Talk about goofy.

Today's WSJ — The Wall Street Journal — includes a column that gets antitrust law so wrong you wonder why the paper's pundits, who include those who write the official editorials, bother.

The column in question takes aim at the U.S. Department of Justice's case that calls Apple and five book publishers price-fixers for, well, fixing prices.

As the WSJ so often does when dealing with antitrust law, this item reflects a breed of magical thinking.

It first claims that the e-book cartel couldn't have conspired because they simply applied Apple's standard "agency model" to e-books. That model lets the makers of a good or service — here, the book-publishers — set Apple's price. Apple keeps 30 percent of that price.

The writer doesn't seem to have picked up on the fact that the book people didn't use the agency model until they jointly chose to change their model. Adoption of the model resulted not from independent decisions but from a string of secret meetings where the book-makers' top execs agreed on a common plan to keep book prices high. Prices for their books shot back up and have stayed there. Buyers paid more. And Apple got 30 percent of the bigger take.

Can you say price-fixing?

The writer claims that the DOJ lawsuit has HURT competition by giving Amazon cover to . . . lower prices. You read that right. Paying less for e-books hurts competition.
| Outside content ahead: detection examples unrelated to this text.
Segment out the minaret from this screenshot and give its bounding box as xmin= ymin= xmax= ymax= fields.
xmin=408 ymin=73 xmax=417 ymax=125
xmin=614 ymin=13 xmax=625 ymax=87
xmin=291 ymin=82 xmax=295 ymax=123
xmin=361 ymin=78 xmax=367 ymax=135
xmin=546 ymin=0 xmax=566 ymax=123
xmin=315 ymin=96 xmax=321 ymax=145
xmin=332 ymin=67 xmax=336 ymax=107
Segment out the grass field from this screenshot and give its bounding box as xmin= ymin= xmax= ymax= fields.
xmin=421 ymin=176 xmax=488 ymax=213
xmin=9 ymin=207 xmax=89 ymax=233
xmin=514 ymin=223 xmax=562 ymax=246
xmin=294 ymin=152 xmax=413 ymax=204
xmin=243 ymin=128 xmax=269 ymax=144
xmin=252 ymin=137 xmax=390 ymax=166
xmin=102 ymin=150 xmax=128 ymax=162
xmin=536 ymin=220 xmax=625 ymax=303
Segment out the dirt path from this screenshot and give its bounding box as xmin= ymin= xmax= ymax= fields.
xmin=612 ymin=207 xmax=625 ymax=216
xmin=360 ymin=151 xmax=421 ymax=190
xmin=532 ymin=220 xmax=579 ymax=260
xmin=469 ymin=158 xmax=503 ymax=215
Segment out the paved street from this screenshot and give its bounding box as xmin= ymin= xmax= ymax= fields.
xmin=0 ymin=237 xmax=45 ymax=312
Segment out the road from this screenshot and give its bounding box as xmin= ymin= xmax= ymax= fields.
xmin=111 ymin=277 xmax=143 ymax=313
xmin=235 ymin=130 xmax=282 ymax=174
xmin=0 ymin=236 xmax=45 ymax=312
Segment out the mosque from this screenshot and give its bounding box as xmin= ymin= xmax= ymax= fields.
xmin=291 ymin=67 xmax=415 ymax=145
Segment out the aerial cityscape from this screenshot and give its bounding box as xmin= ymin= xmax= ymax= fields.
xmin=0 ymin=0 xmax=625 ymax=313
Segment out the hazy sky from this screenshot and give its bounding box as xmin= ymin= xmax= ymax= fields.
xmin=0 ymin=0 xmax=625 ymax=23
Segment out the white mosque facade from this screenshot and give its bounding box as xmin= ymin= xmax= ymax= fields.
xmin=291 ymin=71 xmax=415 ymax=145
Who does the author cite for that idea? The head of a group that lobbies for people who write books. They of course want high prices for their products, pretty much for the same reason Apple does — they get a cut, too.

But, wait, there's more.

The writer ends by quoting antitrust guru and prophet Richard Posner, who for many years has taught antitrust law both as a judge on the Seventh Circuit Court of Appeals in Chicago and as a prof at the University of Chicago. The quote has Judge Posner saying that courts may often do a bad job of weighing "efficiency against monopoly". But the e-book case doesn't deal with "monopoly" — which by its terms ("mono") involves a single firm. No, this case concerns a price-fixing cartel. And the balance in cases like that falls almost always on the side of condemnation.

The irony? The same paper talked with a bunch of antitrust experts and put what they said about United States v. Apple Corporation in an article. The title?

"Critics of E-Books Lawsuit Miss the Mark, Experts Say".